Un ovulo umano manipolato ma non fecondato può essere brevettato a fini industriali e commerciali, e ciò sulla base del fatto che non è qualificabile come ‘embrione’. Il principio è stato stabilito dalla Corte di Giustizia Europea, ma la sentenza è stata accolta con valutazioni discordanti da parte dei ricercatori. I giudici europei hanno dunque stabilito che, per essere qualificato come embrione umano, un ovulo umano non fecondato deve necessariamente avere la capacità intrinseca di svilupparsi in essere umano. Quindi, per la Corte, un ovulo attivato per partenogenesi (che consiste nell’attivazione di un ovocita, in assenza di spermatozoi, attraverso un insieme di tecniche di laboratorio), che abbia iniziato un processo di sviluppo, non va considerato come un embrione.
In pratica, ciò significa che se un ovulo non fecondato si sviluppa in laboratorio, può essere utilizzato con scopi commerciali: potrà dunque essere utilizzato al fine di sperimentazioni, per la ricerca, potrà anche essere comprato e venduto, e si potrà richiedere il brevetto per i prodotti di ricerca ottenuti usando tale materiale biologico. Con la sentenza di oggi, la Corte Ue ha in parte ribaltato un suo precedente pronunciamento del 2011: si tratta della sentenza nel caso Brustle, quando i giudici europei avevano stabilito che la nozione di embrione umano ”comprendeva gli ovuli umani non fecondati”. La nuova sentenza parte da un ricorso presentato dalla multinazionale inglese biotech International Stem Cell Corporation, la cui posizione è che gli ovuli usati dall’azienda nei processi biotecnologici non sono in grado di svilupparsi in embrioni. Nella ‘querelle’ è intervenuta l’Alta Corte di giustizia del Regno Unito, che ha chiesto alla Corte Ue di stabilire se tutti gli ovuli siano in grado di evolversi in essere umano.

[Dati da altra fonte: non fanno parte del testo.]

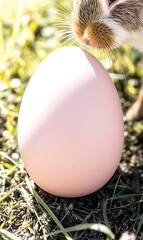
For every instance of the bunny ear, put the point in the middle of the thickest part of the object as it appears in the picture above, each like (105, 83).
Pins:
(128, 14)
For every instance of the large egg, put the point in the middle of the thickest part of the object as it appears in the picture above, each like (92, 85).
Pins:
(70, 127)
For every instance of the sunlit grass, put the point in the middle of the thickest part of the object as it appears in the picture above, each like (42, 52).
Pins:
(29, 31)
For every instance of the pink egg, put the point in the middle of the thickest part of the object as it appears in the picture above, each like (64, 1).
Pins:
(70, 127)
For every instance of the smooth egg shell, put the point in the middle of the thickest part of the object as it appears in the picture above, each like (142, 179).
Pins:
(70, 126)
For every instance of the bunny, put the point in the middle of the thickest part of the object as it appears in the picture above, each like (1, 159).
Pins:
(110, 24)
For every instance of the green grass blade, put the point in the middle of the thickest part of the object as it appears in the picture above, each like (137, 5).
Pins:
(92, 226)
(1, 38)
(43, 204)
(8, 234)
(105, 213)
(17, 22)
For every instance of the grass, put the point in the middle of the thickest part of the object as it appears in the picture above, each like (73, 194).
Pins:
(27, 212)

Con la sentenza di oggi, la Corte ha dunque chiarito che tale evoluzione non è automatica: ”Il solo fatto che un ovulo umano attivato per partenogenesi inizi un processo di sviluppo – affermano i giudici – non è sufficiente per considerarlo un embrione”. Da qui la decisione che ha portato al ‘sì’ alla brevettabilità degli ovuli umani non fecondati. Una sentenza valutata come un ”passo avanti” dal segretario dell’Associazione Luca Coscioni per la libertà di ricerca, Filomena Gallo: ”Questa decisione sicuramente favorisce gli investimenti nella ricerca anche se effettuata su parti del corpo umano, come un ovocita, e rende brevettabili gli obiettivi conseguiti in questo campo. Naturalmente – precisa Gallo – saranno però i ricercatori a valutare l’effettivo beneficio per lo spettro di potenzialità connesse, ma la sentenza di fatto mira a chiarire il fine della ricerca”.
Qualche riserva è invece espressa dall’esperto in cellule staminali Giulio Cossu, docente di Medicina rigenerativa all’Università di Manchester: ”A poter essere brevettato – spiega – è un prodotto dell’ingegno, mentre non possono essere brevettate parti del corpo umano. Dunque l’ovulo femminile non può essere brevettato di per sè; la brevettabilità va invece intesa come riferita ai prodotti della ricerca ottenuti utilizzando anche degli ovuli, a patto che non siano fecondati”.
Tuttavia, ”ma è una mia opinione – conclude il ricercatore – non vedo un utilizzo pratico ovvio derivante da questo pronunciamento, e ciò anche considerando il fatto che gli ovuli rappresentano un materiale biologico di non facile reperimento e sul cui uso possono aprirsi problemi di ordine etico”.